Outreach to migrants and refugees

Columban Fr Tom Rouse with parishioners after Sunday Mass in New Zealand. Photo:St Columbans Mission Society

Columban Fr Tom Rouse with parishioners after Sunday Mass in New Zealand. Photo:St Columbans Mission Society

Outreach to migrants and refugees was a mission priority that emerged out of last year’s General Assembly of the St Columbans Mission Society.

As I reflect on how we in Aotearoa-New Zealand are living out this mission priority, I would like to look back at how things have changed in my country and how this priority has come to make sense.

Throughout my childhood, we spoke of just two groups of people making up the population of New Zealand, Māori and Pakeha, and the Pakeha population was largely of British or Irish descent. The Anglican church was by far the predominant church, and almost everyone was Christian of one denomination or another. Everyone spoke English with a few Māori words thrown in for good measure. We learnt to do the haka poorly. (The haka is the traditional Māori dance.) We did not learn Māori in school and learnt more about the history of England than we did about the history of our own country. What we did learn about the history of New Zealand was very much slanted in favour of the British colonisers, who, in contrast to those who built penal colonies in Australia, were said to have treated Māori so well.

Over the past 50 years or so, critical thinking and political events, like the land marches and the anti-apartheid demonstrations, have forced many of us to reread the history of Aotearoa-New Zealand. This included recognising the Treaty of Waitangi as a foundational document of our country and hearing the painful narratives of colonisation and racial oppression. This narrative included the fact that Māori fed the early settlers and, during an early period of colonisation, Māori were more literate than the European colonists, thanks to the efforts of the early Christian missionaries.

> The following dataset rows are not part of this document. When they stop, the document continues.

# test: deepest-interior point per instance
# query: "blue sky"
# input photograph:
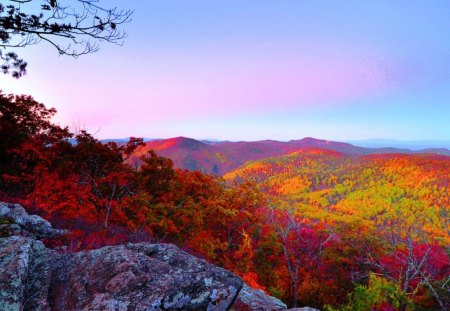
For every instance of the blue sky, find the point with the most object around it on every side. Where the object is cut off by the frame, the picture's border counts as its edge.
(247, 70)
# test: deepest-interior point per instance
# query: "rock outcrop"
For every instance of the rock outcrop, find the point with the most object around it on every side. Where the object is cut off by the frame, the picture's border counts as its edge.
(256, 299)
(16, 221)
(140, 276)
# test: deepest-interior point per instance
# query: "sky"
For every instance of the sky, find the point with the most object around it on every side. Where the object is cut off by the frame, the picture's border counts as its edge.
(257, 69)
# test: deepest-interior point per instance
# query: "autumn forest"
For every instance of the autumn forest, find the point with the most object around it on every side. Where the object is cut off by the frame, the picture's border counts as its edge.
(313, 226)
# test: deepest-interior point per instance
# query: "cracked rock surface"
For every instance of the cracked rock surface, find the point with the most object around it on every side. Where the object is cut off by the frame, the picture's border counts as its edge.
(139, 276)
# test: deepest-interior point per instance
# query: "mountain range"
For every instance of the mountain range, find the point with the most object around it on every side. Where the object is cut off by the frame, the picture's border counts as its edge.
(221, 157)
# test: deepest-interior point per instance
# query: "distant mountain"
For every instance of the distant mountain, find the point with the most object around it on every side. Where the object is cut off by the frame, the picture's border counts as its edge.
(412, 145)
(221, 157)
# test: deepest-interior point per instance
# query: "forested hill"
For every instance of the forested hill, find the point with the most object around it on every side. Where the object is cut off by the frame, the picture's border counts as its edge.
(222, 157)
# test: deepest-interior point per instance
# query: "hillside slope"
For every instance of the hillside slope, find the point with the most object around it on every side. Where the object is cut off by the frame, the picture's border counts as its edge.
(222, 157)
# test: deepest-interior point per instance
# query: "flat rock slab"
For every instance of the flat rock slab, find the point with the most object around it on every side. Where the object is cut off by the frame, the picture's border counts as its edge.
(128, 277)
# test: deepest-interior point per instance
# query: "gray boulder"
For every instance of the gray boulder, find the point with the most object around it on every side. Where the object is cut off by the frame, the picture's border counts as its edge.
(24, 224)
(139, 276)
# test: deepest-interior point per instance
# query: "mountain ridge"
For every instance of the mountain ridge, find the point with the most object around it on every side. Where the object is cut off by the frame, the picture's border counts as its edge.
(221, 157)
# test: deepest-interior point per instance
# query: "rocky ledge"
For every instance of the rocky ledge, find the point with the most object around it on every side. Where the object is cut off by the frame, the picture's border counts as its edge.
(140, 276)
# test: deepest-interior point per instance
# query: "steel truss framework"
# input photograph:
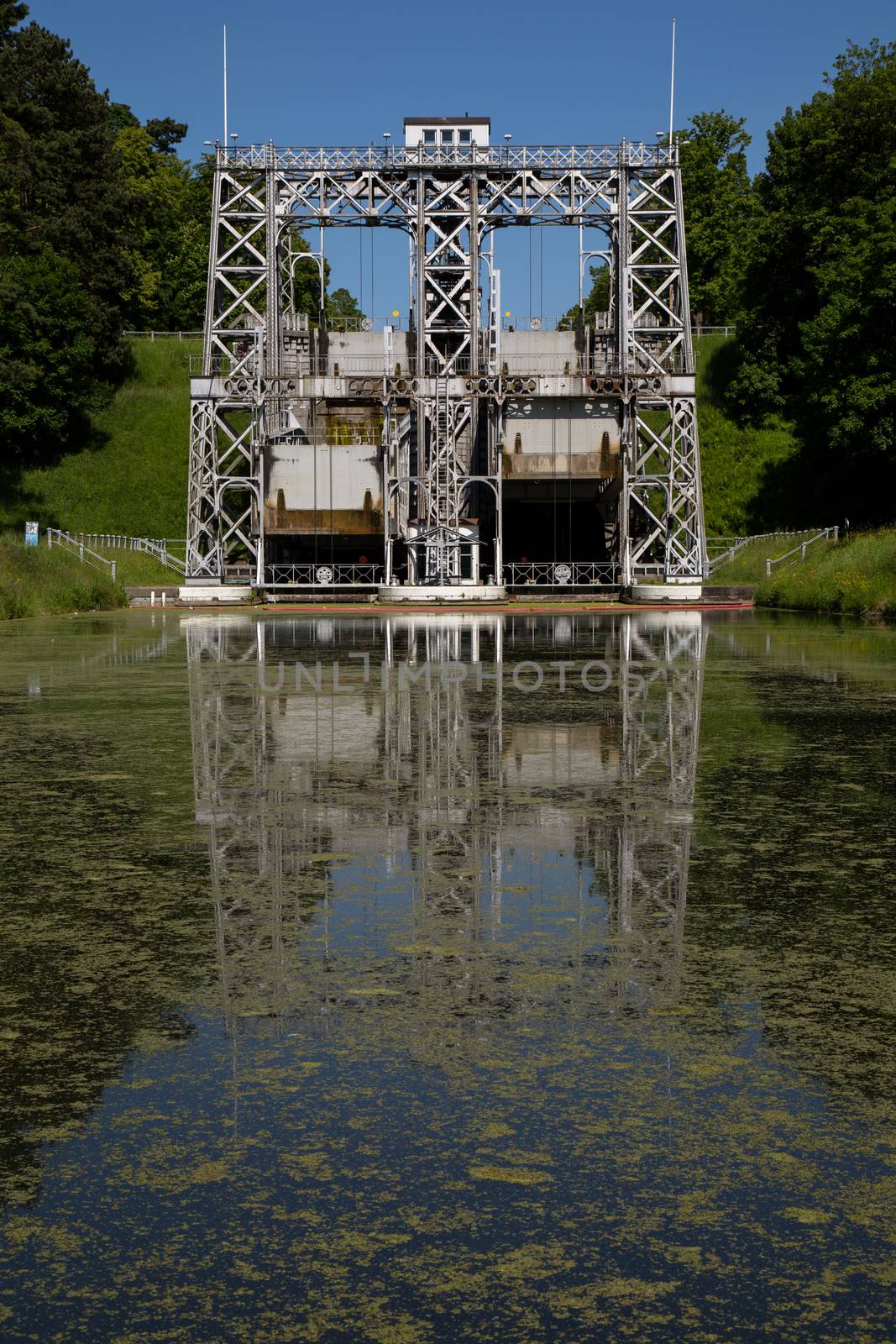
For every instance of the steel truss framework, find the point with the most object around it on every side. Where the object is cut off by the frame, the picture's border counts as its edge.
(450, 203)
(437, 780)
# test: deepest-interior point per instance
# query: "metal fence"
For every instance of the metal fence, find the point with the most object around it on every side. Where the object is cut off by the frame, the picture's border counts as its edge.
(559, 575)
(824, 535)
(161, 550)
(322, 575)
(55, 537)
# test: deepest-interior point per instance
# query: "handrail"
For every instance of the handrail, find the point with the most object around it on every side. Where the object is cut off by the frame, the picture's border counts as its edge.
(559, 573)
(85, 554)
(820, 537)
(159, 550)
(739, 543)
(634, 154)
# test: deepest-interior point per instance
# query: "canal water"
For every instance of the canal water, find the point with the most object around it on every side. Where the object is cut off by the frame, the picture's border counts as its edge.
(448, 978)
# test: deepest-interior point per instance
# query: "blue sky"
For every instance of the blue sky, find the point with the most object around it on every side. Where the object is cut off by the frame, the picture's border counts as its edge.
(547, 74)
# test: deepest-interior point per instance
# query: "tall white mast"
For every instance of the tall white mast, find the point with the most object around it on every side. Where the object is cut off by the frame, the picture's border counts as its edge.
(672, 87)
(224, 85)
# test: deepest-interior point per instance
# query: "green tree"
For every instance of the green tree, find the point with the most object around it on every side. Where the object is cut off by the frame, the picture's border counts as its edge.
(595, 302)
(60, 183)
(718, 203)
(817, 338)
(47, 356)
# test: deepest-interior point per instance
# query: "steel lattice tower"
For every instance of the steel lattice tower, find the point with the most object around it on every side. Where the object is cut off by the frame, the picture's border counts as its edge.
(445, 400)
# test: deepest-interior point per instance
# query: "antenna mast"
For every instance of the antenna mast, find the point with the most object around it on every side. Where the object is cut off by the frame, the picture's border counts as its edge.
(224, 85)
(672, 87)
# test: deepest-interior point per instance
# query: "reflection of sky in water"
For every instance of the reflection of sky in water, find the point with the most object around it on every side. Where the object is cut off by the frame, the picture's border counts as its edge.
(488, 1019)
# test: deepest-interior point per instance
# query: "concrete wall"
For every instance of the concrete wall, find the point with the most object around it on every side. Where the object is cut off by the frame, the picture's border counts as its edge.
(322, 488)
(560, 437)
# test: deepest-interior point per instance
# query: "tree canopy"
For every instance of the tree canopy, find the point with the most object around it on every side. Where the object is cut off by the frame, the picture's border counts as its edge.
(102, 228)
(817, 338)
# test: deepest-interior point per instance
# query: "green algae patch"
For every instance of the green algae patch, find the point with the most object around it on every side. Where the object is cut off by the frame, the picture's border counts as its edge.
(809, 1216)
(512, 1175)
(496, 1129)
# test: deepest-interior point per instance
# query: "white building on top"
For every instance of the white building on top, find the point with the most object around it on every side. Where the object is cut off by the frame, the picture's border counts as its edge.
(446, 132)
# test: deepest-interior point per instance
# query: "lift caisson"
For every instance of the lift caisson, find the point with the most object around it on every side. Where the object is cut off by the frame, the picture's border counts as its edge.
(464, 450)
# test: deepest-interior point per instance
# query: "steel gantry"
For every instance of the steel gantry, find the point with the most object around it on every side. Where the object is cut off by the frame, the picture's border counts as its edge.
(449, 393)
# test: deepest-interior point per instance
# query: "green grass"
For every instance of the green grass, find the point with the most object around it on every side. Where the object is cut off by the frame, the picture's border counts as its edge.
(134, 481)
(748, 564)
(734, 460)
(856, 577)
(38, 581)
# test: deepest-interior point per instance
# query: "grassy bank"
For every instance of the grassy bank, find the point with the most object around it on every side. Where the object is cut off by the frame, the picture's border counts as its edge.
(856, 577)
(36, 581)
(134, 477)
(748, 564)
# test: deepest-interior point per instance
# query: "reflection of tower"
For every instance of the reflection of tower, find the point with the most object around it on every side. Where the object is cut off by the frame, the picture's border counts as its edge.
(660, 734)
(432, 780)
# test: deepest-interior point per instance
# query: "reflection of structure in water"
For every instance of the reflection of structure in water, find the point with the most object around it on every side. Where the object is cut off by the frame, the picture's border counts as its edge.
(537, 843)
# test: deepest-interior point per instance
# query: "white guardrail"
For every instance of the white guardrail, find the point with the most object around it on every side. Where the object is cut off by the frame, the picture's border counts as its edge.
(559, 575)
(824, 535)
(55, 537)
(726, 548)
(161, 550)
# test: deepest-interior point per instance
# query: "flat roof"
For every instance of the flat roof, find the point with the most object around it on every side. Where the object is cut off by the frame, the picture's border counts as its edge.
(448, 121)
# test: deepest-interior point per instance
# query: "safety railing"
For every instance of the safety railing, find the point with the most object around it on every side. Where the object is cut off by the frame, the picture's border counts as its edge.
(55, 537)
(160, 550)
(559, 575)
(322, 575)
(637, 154)
(548, 365)
(824, 535)
(726, 548)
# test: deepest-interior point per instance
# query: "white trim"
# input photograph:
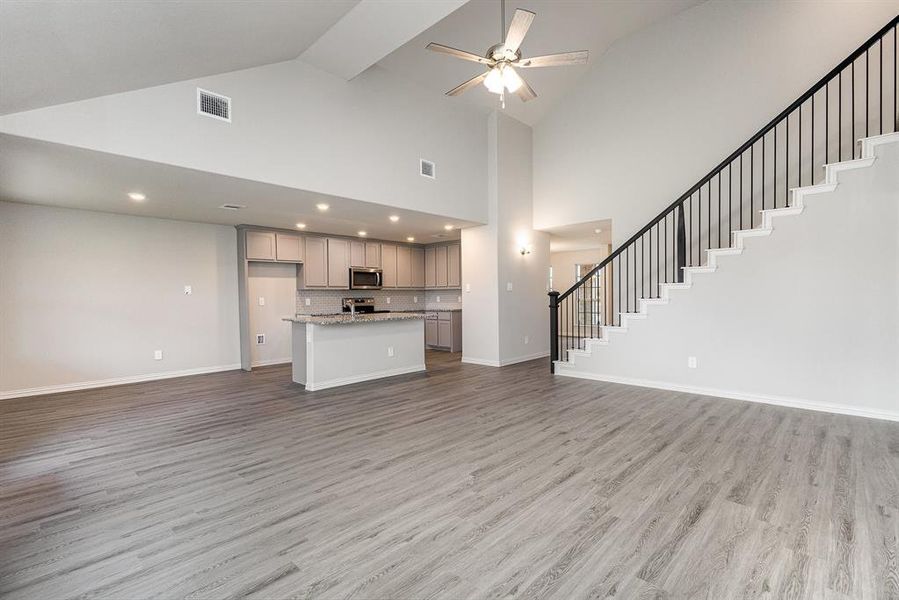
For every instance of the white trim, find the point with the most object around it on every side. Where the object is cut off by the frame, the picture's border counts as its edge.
(840, 409)
(504, 363)
(314, 387)
(271, 361)
(99, 383)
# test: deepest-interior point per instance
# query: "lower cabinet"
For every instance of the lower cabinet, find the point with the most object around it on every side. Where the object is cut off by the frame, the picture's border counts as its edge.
(444, 331)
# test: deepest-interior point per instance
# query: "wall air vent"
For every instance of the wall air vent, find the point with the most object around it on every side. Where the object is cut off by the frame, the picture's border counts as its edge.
(428, 169)
(213, 105)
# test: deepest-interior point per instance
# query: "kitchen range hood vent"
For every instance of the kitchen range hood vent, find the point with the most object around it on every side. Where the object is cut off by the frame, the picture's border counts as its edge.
(428, 169)
(213, 105)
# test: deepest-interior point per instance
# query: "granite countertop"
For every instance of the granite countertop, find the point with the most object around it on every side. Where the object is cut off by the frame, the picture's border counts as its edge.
(347, 319)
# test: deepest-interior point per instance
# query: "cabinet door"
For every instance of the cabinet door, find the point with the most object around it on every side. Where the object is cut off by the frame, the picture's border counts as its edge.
(454, 265)
(372, 255)
(431, 332)
(403, 266)
(315, 267)
(444, 334)
(388, 264)
(357, 254)
(260, 245)
(430, 266)
(418, 268)
(338, 263)
(289, 248)
(441, 266)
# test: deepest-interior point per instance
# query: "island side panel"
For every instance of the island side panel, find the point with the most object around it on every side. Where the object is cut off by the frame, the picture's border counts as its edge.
(349, 353)
(298, 352)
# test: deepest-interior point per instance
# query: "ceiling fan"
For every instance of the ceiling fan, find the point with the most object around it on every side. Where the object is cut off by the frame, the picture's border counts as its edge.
(502, 59)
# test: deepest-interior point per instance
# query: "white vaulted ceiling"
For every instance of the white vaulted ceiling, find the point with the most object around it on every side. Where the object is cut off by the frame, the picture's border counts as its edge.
(54, 52)
(560, 26)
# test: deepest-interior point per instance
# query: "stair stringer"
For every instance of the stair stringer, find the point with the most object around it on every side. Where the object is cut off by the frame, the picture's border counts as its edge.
(735, 274)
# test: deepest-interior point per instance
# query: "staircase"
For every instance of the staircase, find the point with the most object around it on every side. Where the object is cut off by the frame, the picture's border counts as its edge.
(835, 127)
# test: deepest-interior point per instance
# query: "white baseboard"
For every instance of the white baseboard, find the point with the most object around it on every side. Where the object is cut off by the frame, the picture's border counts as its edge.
(271, 361)
(88, 385)
(504, 363)
(840, 409)
(323, 385)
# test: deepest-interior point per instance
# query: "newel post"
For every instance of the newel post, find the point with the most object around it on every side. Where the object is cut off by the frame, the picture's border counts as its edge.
(553, 330)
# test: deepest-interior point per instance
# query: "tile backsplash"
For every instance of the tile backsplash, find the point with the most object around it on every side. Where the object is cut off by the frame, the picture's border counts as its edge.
(330, 301)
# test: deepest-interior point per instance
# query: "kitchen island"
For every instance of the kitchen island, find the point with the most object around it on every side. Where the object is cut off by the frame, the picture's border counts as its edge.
(334, 350)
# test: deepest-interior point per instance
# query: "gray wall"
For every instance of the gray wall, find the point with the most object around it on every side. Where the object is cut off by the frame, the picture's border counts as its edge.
(665, 105)
(808, 316)
(87, 297)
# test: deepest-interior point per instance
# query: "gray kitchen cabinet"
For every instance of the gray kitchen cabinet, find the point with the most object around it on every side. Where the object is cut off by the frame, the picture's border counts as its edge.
(454, 265)
(431, 334)
(338, 263)
(372, 254)
(441, 266)
(260, 245)
(315, 266)
(288, 248)
(418, 268)
(430, 267)
(403, 266)
(388, 264)
(357, 254)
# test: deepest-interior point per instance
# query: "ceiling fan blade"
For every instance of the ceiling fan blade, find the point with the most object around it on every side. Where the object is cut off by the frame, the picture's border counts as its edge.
(521, 22)
(525, 92)
(459, 54)
(578, 57)
(468, 84)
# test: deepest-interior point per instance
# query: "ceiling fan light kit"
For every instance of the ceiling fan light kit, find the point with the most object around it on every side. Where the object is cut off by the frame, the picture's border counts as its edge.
(502, 59)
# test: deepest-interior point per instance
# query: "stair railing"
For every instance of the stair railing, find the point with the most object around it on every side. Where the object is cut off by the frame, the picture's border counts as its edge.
(858, 98)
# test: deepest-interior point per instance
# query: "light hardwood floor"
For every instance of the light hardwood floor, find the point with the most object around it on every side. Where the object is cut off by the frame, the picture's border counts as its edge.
(464, 482)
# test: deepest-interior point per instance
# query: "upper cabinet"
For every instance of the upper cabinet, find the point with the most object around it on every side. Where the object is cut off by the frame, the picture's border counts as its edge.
(260, 245)
(372, 254)
(388, 264)
(288, 248)
(443, 266)
(315, 267)
(338, 263)
(418, 268)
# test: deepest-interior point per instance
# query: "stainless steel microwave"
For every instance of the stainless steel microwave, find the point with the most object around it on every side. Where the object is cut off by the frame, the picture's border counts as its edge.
(366, 279)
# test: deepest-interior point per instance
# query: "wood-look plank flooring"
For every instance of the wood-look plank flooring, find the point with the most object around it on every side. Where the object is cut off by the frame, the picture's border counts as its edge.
(462, 482)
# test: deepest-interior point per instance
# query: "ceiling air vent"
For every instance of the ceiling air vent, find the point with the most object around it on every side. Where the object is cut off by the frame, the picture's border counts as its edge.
(213, 105)
(428, 169)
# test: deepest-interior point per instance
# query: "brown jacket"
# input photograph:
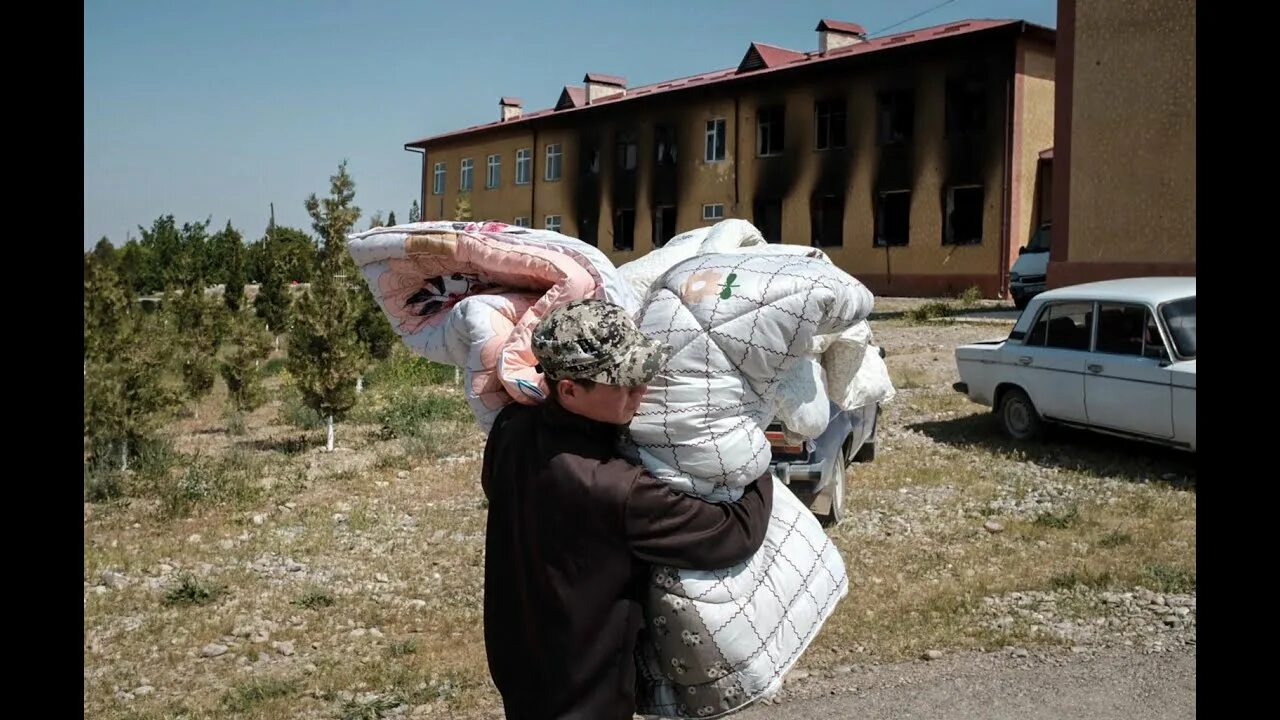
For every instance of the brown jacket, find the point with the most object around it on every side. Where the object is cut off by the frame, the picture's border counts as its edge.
(571, 533)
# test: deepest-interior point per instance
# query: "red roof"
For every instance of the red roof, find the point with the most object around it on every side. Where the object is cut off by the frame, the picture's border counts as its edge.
(576, 96)
(837, 26)
(768, 57)
(571, 96)
(606, 80)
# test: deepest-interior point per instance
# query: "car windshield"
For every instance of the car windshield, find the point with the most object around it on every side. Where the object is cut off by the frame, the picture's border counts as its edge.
(1040, 241)
(1180, 319)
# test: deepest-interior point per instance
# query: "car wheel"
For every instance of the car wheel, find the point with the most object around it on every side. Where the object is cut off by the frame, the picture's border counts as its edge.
(836, 491)
(867, 452)
(1019, 417)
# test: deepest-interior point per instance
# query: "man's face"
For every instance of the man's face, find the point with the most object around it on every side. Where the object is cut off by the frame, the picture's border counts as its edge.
(602, 402)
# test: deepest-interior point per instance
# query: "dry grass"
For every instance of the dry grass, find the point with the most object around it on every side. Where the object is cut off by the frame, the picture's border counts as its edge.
(343, 589)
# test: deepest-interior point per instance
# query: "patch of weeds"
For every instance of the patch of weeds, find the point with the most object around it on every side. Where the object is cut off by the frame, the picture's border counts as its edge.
(969, 296)
(247, 695)
(209, 482)
(400, 648)
(103, 483)
(1115, 538)
(408, 413)
(405, 369)
(315, 598)
(1170, 579)
(190, 591)
(929, 311)
(1083, 577)
(434, 441)
(1059, 520)
(234, 423)
(369, 707)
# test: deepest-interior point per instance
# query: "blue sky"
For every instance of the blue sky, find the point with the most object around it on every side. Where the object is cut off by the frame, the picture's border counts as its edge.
(215, 109)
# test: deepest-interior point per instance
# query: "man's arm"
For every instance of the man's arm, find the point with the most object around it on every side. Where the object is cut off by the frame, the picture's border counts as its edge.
(671, 528)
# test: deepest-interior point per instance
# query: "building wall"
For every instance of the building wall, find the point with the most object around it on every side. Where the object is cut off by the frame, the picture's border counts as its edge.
(1033, 132)
(1130, 200)
(927, 165)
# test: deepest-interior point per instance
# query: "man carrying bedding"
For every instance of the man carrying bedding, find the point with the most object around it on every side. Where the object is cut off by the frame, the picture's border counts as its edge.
(572, 527)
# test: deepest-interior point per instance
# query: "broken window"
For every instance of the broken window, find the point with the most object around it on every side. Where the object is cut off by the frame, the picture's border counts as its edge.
(830, 123)
(590, 158)
(664, 140)
(892, 218)
(467, 165)
(965, 105)
(895, 115)
(714, 150)
(524, 165)
(493, 174)
(827, 220)
(769, 131)
(663, 224)
(627, 151)
(963, 220)
(588, 222)
(438, 182)
(624, 228)
(768, 218)
(554, 156)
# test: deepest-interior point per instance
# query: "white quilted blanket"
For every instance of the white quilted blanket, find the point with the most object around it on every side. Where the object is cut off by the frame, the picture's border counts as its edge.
(737, 324)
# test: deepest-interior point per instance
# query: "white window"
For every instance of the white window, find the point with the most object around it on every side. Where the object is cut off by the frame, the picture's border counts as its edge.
(493, 176)
(627, 151)
(554, 156)
(438, 182)
(714, 140)
(524, 165)
(467, 165)
(771, 131)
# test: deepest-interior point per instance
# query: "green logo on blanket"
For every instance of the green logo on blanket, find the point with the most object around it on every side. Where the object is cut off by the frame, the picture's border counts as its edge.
(728, 286)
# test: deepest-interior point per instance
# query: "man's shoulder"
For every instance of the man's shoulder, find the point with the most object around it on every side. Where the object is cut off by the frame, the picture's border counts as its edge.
(599, 477)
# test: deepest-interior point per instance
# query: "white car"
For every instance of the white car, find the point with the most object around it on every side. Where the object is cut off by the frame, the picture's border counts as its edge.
(1115, 356)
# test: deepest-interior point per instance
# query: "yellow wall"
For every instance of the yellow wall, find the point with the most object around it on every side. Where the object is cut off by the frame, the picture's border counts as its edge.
(741, 172)
(1034, 106)
(1133, 132)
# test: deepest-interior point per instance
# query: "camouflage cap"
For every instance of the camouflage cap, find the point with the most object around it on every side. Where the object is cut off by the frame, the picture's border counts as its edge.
(593, 340)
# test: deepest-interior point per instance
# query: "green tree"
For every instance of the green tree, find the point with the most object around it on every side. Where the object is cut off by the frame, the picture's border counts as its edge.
(325, 354)
(199, 326)
(231, 251)
(126, 365)
(250, 343)
(462, 208)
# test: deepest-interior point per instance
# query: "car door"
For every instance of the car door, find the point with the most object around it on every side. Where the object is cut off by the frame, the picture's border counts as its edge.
(1050, 361)
(1128, 386)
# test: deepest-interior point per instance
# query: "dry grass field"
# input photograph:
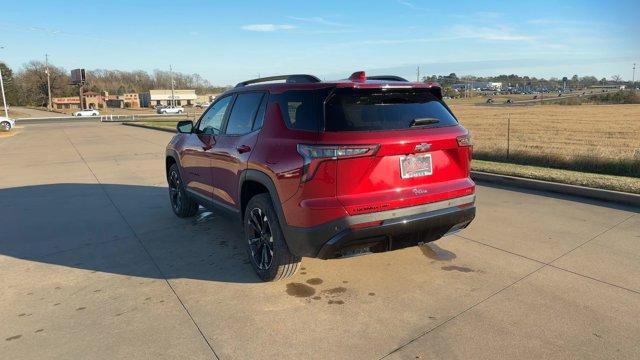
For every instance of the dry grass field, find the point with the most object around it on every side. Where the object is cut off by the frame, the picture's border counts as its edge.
(599, 138)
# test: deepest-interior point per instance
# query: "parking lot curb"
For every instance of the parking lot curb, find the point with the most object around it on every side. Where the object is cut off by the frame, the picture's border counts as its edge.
(150, 127)
(575, 190)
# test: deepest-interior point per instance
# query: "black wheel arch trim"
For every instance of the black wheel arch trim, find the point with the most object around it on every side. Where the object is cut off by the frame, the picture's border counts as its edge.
(172, 153)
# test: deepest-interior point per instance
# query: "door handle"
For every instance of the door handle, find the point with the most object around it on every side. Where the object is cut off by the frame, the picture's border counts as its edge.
(243, 149)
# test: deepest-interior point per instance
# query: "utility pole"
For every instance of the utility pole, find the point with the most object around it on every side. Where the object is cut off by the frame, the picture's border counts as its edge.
(173, 99)
(46, 61)
(4, 99)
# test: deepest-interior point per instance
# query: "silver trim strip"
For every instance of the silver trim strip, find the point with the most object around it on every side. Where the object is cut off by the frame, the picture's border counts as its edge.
(413, 210)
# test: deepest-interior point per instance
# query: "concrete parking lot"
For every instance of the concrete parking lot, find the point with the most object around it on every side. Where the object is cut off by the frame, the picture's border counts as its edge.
(93, 264)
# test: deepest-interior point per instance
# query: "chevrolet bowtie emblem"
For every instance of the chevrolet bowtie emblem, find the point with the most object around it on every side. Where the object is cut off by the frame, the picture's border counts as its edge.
(423, 147)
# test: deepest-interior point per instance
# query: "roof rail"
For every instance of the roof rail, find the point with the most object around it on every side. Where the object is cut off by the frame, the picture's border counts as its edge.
(291, 79)
(387, 77)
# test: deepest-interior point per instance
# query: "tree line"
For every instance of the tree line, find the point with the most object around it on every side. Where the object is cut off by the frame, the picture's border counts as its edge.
(574, 81)
(28, 85)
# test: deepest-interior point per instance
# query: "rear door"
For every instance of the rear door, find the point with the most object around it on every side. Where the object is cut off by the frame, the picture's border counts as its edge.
(231, 152)
(197, 151)
(418, 158)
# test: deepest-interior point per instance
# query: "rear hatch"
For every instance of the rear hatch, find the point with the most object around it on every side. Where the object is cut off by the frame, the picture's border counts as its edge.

Slowly, the Waitangi Tribunal has been trying to redress the impact and cost of land confiscations. It wasn’t until 1987 that Māori was made an official language of Aotearoa. We also slowly became aware that Māori had not been treated so well at all.

Migration has contributed to the enormous changes in Aotearoa-New Zealand. The diversity of cultures is such that government documents and pamphlets, for example, the road code, are available in a wide range of languages. The reason why the Catholic church has grown in numbers, unlike all the other Christian denominations, is that many recent migrants from the Pacific, the Philippines and India are Catholics.

The challenge for us as Columbans of this region is to ensure hospitality towards recent migrants. As a member of the Archdiocesan Migrant Advisory Group, I am involved in advising the archdiocese on what can be done to help migrants feel more at home. I am aware that, for many migrants, the one place where they find solace during those initial months of grappling with living in an alien and sometimes hostile or unfamiliar environment is the church. So, we bear an important responsibility for helping these people find a new home in Aotearoa-New Zealand.

It is a strange situation. While acknowledging the oftentimes disgraceful manner in which our European ancestors failed to show gratitude for the hospitality of Māori, we are called upon to follow the example of Māori in giving support to the recent migrants to our country. There are New Zealanders who refuse to believe that we owe anything to Māori and oppose the efforts to repay Māori for all that was taken from them in the past, including the revival of the Māori language and culture. In the same vein, many of these people express dismay at the increasing diversity of cultures and languages, cultures and religions that are adding colour and vitality to the social landscape of Aotearoa.

Here again, we as New Zealand Columbans, with our long overseas experience of living and working among people of other cultures and languages and experiencing their hospitality, can help to ensure that we make “outreach to migrants and refugees” a mission priority for Columbans in Aotearoa-New Zealand.

Fr Tom Rouse, Regional Counsellor Aotearoa/New Zealand.